I've namechanged because DH knows my talk name. I've had a BFP and I don't know how to tell DH.
A bit of backstory. When we found out I was pregnant the last time, he told all the world, even after I thought things weren't quite right. He was confident that things would be ok, whereas I knew something wasn't right, so didn't get my hopes up.
The thing that hurt and upset me the most is that, whilst I had told my closest friends, my parents and my brother, DH had told everyone and even given his best friend leave to tell everyone at his work.
Even after we were going in for tests DH and his family were talking like everything would be just fine. In fact, it was DN's birthday party, and everyone there knew, including people I've never met before and my 3yo DN kept asking about the baby. Bear in mind I was going in for regular blood tests and scans at this point, so a room full of strangers talking to me about the baby I was going to have was the last thing I needed.
Also DH, while he was quick off the draw to tell everyone I was pregnant, he wasn't so quick to tell them it wasn't going well, so just before I went in for an ERPC, one of his work colleagues congratulated me.

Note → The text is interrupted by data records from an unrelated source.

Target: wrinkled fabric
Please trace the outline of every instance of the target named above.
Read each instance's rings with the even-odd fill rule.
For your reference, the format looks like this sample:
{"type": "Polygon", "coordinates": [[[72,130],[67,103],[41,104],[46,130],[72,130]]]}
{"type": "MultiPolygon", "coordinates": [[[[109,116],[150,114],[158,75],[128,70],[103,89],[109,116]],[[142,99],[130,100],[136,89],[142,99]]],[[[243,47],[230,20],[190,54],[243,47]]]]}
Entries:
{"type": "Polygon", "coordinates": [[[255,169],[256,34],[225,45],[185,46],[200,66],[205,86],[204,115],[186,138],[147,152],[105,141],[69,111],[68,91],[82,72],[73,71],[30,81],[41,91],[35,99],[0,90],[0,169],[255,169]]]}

Oh, and just before we went for another scan, even though I told DH that it would most likely be bad news and he said, "yes, I know", he still decided to post on FB that I was off for a scan. Cue loads more people asking if I was pregnant, when I'd just received the bad news that I wasn't.
I knew it was going to happen so I actually found that the MC itself didn't upset me too much. The bit that upset me the most was all the people knowing and having to tell everyone something that I felt intensely private about. This time I feel I have to get as far away from that scenario as possible, so I'm really reluctant to tell even DH. I know when I do tell him, he'll keep his mouth shut this time, but part of me feels I need that control back.
The only reason I totally didn't tear him a new one last time over telling everyone is that I knew he genuinely thought everything would be ok, so he was devastated when I MC, much more than I was. Part of me wants to avoid him feeling like that again. He didn't tell everyone to spite me, he was just so happy and wanted to share it with everyone and I didn't exactly tell him he couldn't tell people, I just expected him to have a little more tact about it and just tell close friends and family.
I'm going to have to tell him soon, but I just don't know how to approach it TBH. Just the thought of telling him makes me feel ill, because I know all the stress and worry from last time will start all over again.